6 - No caso dos projetos previstos no número anterior, consideram-se enquadráveis os investimentos de natureza inovadora, relacionados com a criação de um novo estabelecimento, que se traduzam na produção de bens e serviços transacionáveis e internacionalizáveis e com elevado nível de incorporação nacional e que correspondam a um investimento inicial, conforme definido no artigo 2.º do Regulamento (UE) n.º 651/2014, de 16 de junho.

7 - No caso dos projetos de empreendedorismo qualificado e criativo, são apoiadas atividades de elevado valor acrescentado, com efeitos indutores de alteração do perfil produtivo da economia, ou seja, a criação de empresas dotadas de recursos humanos qualificados, de empresas que desenvolvam atividades em setores com fortes dinâmicas de crescimento e ou setores com maior intensidade de tecnologia e conhecimento ou de empresas que valorizem a aplicação de resultados de I&D na produção de novos bens e serviços.

8 - Na área do empreendedorismo, são ainda apoiados vales empreendedorismo, que permitem o financiamento de projetos de aquisição de serviços de consultoria na área do empreendedorismo imprescindíveis ao arranque de empresas, nomeadamente a elaboração de planos de negócios.

9 - Nas tipologias de projetos referidas nos números anteriores, com exceção do número anterior, pode ser associada uma componente específica de formação, que permita uma melhor eficácia dos processos de inovação das empresas, integrada no investimento do projeto em causa, podendo os avisos para apresentação de candidaturas prever a possibilidade de apresentar esta componente autonomamente.

Artigo 22.º — Regime contratual de investimento

1 - Seguem o disposto no regime contratual de investimento:

a)

Projetos de interesse especial - projetos de grande dimensão cujo custo total elegível seja igual ou superior a 25 milhões de euros e que se revelem de especial interesse para a economia nacional pelo seu efeito estruturante para o desenvolvimento, diversificação e internacionalização da economia portuguesa;

b)

Projetos de interesse estratégico - projetos que sejam considerados de interesse estratégico para a economia nacional ou de determinada região, como tal reconhecidos, a título excecional, por despacho conjunto dos membros do Governo responsáveis pelas áreas do desenvolvimento regional e da economia, independentemente do seu custo total elegível.

2 - Consideram-se ainda integrados no regime contratual de investimento, para efeitos do presente diploma, projetos de empreendedorismo de elevada mobilidade internacional, desde que sejam considerados de interesse estratégico para a economia nacional ou de determinada região, como tal reconhecidos, a título excecional, por despacho conjunto dos membros do Governo responsáveis pelas áreas do desenvolvimento regional e da economia, independentemente do seu custo total elegível.
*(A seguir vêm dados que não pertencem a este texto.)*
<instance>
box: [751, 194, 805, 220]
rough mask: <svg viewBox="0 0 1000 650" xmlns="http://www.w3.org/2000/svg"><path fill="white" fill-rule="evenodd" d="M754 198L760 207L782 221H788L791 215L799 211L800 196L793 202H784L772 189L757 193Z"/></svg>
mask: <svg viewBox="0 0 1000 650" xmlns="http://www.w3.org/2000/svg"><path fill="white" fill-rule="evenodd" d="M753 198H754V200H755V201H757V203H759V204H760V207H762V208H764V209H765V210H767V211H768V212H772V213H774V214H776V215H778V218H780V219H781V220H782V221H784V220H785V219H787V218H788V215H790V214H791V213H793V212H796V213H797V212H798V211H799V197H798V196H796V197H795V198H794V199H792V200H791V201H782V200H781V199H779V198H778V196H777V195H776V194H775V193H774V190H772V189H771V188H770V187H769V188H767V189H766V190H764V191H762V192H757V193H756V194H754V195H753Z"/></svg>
3 - No regime contratual de investimento podem ser aplicadas regras diferentes das previstas no presente diploma quando os beneficiários demonstrem a existência, no âmbito dos fundos europeus, de regime de incentivos ao investimento nas empresas mais favorável noutro país da União Europeia, sem prejuízo do cumprimento das regras de auxílios de Estado e das regras de elegibilidade estabelecidas nos programas operacionais aprovados.

4 - Os projetos de regime contratual referidos nos números anteriores devem cumprir os critérios de elegibilidade e de seleção e são sujeitos a um processo negocial específico precedido da obtenção de pré-vinculação da autoridade de gestão quanto ao incentivo máximo a conceder.